26 May 2025 • Kulit
Luka hipertrofik pasca acne merupakan masalah dermatologis yang umum dijumpai dan dapat secara signifikan menurunkan kualitas hidup pasien. Prevalensi kondisi ini cukup tinggi, dengan studi menunjukkan bahwa sekitar 23.80–26.94% pasien dengan bekas luka acne mengembangkan pathological scars (PSs), termasuk luka hipertrofik. Meskipun luka hipertrofik pasca acne lebih jarang terjadi dibandingkan bekas luka atrofi (yang mencapai 80-90% kasus), proporsinya tetap signifikan dan memerlukan perhatian klinis.
Dampak psikologis dari bekas luka ini tidak dapat diabaikan, karena dapat menyebabkan penurunan kepercayaan diri, masalah dalam kehidupan sosial, dan gangguan emosional. Mengingat tingginya prevalensi dan potensi dampak negatifnya, dokter umum memegang peranan penting dalam mengenali dan melakukan penanganan awal yang tepat pada kondisi ini.
Artikel ini bertujuan untuk memberikan panduan berbasis bukti dari literatur ilmiah yang terindeks di PubMed mengenai diagnosis dan tata laksana awal luka hipertrofik pasca acne, sehingga dokter umum dapat memberikan pelayanan yang optimal kepada pasien mereka.
Diagnosis Luka Hipertrofik Pasca Acne
Diagnosis luka hipertrofik pasca acne melibatkan anamnesis yang cermat dan pemeriksaan fisik yang teliti. Riwayat acne pasien perlu digali secara mendalam, termasuk onset, durasi, tingkat keparahan, dan penanganan yang telah dilakukan sebelumnya. Tingkat keparahan acne berkorelasi positif dengan risiko dan tingkat keparahan bekas luka yang terbentuk. Informasi mengenai kapan tepatnya bekas luka muncul setelah peradangan acne mereda juga penting.
Luka hipertrofik biasanya muncul dalam waktu satu hingga dua bulan setelah cedera kulit akibat acne. Keluhan pasien terkait bekas luka, seperti rasa gatal (pruritus) atau nyeri, perlu dicatat karena dapat membantu dalam diagnosis banding dengan jenis bekas luka lain. Selain itu, riwayat keluarga dengan bekas luka abnormal, terutama keloid, perlu ditanyakan karena keloid memiliki predisposisi genetik yang kuat.

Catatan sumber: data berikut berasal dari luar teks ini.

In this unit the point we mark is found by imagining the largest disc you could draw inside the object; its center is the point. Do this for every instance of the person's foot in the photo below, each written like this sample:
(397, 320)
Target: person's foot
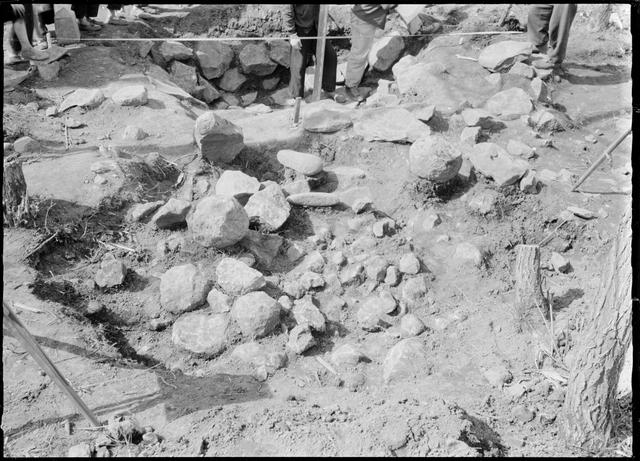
(354, 93)
(34, 55)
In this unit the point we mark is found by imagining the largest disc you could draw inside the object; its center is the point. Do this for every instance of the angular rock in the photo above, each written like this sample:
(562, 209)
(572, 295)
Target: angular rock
(134, 95)
(523, 70)
(392, 277)
(386, 51)
(218, 301)
(520, 149)
(257, 314)
(218, 221)
(468, 253)
(502, 55)
(280, 52)
(409, 264)
(214, 58)
(172, 213)
(405, 359)
(183, 288)
(184, 76)
(134, 133)
(236, 278)
(494, 162)
(111, 273)
(236, 184)
(265, 247)
(82, 97)
(529, 183)
(203, 333)
(413, 290)
(269, 207)
(470, 135)
(326, 121)
(477, 117)
(300, 339)
(435, 159)
(170, 50)
(411, 325)
(560, 263)
(510, 104)
(305, 312)
(270, 83)
(314, 199)
(219, 139)
(347, 355)
(539, 90)
(141, 211)
(232, 80)
(376, 268)
(390, 124)
(254, 59)
(307, 164)
(26, 144)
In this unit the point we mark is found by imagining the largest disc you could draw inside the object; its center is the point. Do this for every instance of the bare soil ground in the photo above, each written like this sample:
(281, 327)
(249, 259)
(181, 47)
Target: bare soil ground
(219, 407)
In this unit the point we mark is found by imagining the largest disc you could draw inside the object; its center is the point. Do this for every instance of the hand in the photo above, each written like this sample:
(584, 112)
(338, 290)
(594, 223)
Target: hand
(295, 41)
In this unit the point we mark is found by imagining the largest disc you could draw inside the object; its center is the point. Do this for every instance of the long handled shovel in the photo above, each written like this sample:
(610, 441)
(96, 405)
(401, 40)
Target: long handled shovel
(17, 329)
(601, 159)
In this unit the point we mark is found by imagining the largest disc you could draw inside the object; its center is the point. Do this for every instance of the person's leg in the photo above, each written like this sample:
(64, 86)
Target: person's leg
(538, 26)
(329, 69)
(362, 39)
(559, 26)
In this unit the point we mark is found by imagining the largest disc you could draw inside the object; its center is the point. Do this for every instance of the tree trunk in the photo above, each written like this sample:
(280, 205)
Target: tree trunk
(14, 193)
(529, 296)
(601, 15)
(587, 414)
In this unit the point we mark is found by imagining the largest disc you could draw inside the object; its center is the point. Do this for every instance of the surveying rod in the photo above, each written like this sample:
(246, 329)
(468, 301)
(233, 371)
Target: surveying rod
(17, 329)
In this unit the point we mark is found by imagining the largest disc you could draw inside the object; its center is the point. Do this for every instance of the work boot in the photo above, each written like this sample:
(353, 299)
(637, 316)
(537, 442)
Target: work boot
(354, 94)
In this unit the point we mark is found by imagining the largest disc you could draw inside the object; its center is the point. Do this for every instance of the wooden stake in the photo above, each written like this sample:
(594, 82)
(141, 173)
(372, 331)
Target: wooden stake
(528, 281)
(320, 47)
(17, 329)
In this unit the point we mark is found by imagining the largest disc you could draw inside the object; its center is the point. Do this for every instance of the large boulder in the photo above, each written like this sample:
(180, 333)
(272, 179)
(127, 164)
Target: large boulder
(184, 76)
(494, 162)
(219, 139)
(269, 207)
(406, 359)
(183, 288)
(254, 59)
(435, 159)
(236, 184)
(307, 164)
(214, 57)
(236, 278)
(386, 51)
(218, 221)
(390, 124)
(502, 55)
(203, 333)
(510, 104)
(257, 314)
(280, 52)
(232, 80)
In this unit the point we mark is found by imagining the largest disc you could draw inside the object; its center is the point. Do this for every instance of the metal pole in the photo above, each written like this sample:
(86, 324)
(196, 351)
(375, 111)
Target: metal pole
(13, 324)
(602, 158)
(320, 47)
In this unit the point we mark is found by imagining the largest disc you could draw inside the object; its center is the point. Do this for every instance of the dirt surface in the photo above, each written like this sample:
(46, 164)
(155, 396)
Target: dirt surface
(222, 407)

Pada pemeriksaan fisik, lokasi bekas luka perlu diperhatikan. Area dengan tegangan kulit yang tinggi, seperti dada anterior, bahu, dan garis rahang, lebih rentan terhadap pembentukan luka hipertrofik. Bekas luka hipertrofik memiliki karakteristik yang khas, yaitu batasnya tegas dan tidak meluas di luar batas luka acne awal.

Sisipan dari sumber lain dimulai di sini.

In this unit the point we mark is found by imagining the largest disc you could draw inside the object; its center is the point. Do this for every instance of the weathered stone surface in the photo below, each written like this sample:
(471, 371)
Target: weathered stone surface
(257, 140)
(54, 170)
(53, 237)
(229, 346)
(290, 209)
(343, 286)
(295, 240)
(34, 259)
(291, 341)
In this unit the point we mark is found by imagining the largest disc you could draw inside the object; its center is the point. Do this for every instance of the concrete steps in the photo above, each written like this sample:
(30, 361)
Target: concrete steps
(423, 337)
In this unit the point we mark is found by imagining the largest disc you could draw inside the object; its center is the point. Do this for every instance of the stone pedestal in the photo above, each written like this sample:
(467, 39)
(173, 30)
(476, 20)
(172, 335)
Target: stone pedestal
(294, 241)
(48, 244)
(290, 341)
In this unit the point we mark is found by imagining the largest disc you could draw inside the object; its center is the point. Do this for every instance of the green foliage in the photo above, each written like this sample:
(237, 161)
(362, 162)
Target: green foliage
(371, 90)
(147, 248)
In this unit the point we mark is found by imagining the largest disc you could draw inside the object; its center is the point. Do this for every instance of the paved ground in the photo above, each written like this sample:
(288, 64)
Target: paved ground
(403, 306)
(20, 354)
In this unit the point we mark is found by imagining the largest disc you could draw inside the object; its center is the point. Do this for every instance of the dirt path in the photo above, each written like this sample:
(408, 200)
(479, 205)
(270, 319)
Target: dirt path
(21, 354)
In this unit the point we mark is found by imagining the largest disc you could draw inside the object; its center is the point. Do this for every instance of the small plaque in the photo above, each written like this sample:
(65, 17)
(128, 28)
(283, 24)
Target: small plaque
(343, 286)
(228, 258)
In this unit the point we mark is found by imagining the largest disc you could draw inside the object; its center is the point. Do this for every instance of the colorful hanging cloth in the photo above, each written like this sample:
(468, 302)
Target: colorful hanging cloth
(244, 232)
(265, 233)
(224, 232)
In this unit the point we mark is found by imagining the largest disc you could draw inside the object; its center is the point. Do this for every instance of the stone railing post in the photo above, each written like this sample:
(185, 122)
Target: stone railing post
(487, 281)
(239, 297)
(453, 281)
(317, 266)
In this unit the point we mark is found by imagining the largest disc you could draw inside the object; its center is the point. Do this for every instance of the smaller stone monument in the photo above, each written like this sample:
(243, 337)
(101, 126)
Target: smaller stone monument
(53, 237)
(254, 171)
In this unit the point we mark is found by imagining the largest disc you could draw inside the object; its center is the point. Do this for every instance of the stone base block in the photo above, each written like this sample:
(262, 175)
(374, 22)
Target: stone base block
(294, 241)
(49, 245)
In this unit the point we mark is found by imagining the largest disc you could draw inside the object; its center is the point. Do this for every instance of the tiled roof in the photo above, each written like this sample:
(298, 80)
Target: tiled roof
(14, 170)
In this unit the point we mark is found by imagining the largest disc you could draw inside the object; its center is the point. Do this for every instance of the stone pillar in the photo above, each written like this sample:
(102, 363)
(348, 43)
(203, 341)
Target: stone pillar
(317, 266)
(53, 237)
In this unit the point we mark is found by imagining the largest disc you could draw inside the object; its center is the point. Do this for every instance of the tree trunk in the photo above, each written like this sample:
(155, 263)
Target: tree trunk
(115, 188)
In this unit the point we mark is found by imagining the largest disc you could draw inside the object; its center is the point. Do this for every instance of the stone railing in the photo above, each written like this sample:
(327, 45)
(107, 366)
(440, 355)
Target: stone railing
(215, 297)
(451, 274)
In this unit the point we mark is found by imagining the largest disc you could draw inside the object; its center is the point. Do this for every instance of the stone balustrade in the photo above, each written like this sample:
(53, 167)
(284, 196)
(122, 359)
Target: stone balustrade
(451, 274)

Secara visual, bekas luka ini tampak berwarna merah muda (pink), terangkat dari permukaan kulit, dan terasa keras saat dipalpasi. Salah satu ciri penting yang membedakan luka hipertrofik dari keloid adalah kemampuannya untuk mengalami regresi atau perbaikan spontan seiring waktu.
Perbedaan klinis utama antara luka hipertrofik dan keloid sangat penting untuk ditegakkan. Keloid tumbuh meluas di luar batas luka awal, sedangkan luka hipertrofik tetap terbatas pada area luka. Selain itu, keloid tidak cenderung mengalami regresi spontan. Keloid juga lebih sering terjadi pada individu dengan warna kulit yang lebih gelap dan memiliki riwayat keluarga dengan keloid.
Dokter umum perlu merujuk pasien ke dokter spesialis dermatologi dalam beberapa situasi, termasuk diagnosis yang tidak pasti (terutama jika sulit dibedakan dari keloid), bekas luka yang luas, nyeri, atau sangat mengganggu secara kosmetik, serta bekas luka yang tidak menunjukkan respons terhadap penanganan awal.
Kombinasi antara riwayat pasien yang teliti dan pemeriksaan fisik yang seksama merupakan kunci utama dalam diagnosis luka hipertrofik pasca acne. Kecenderungan luka hipertrofik untuk mengalami regresi spontan adalah informasi penting yang perlu disampaikan kepada pasien untuk mengelola ekspektasi pengobatan.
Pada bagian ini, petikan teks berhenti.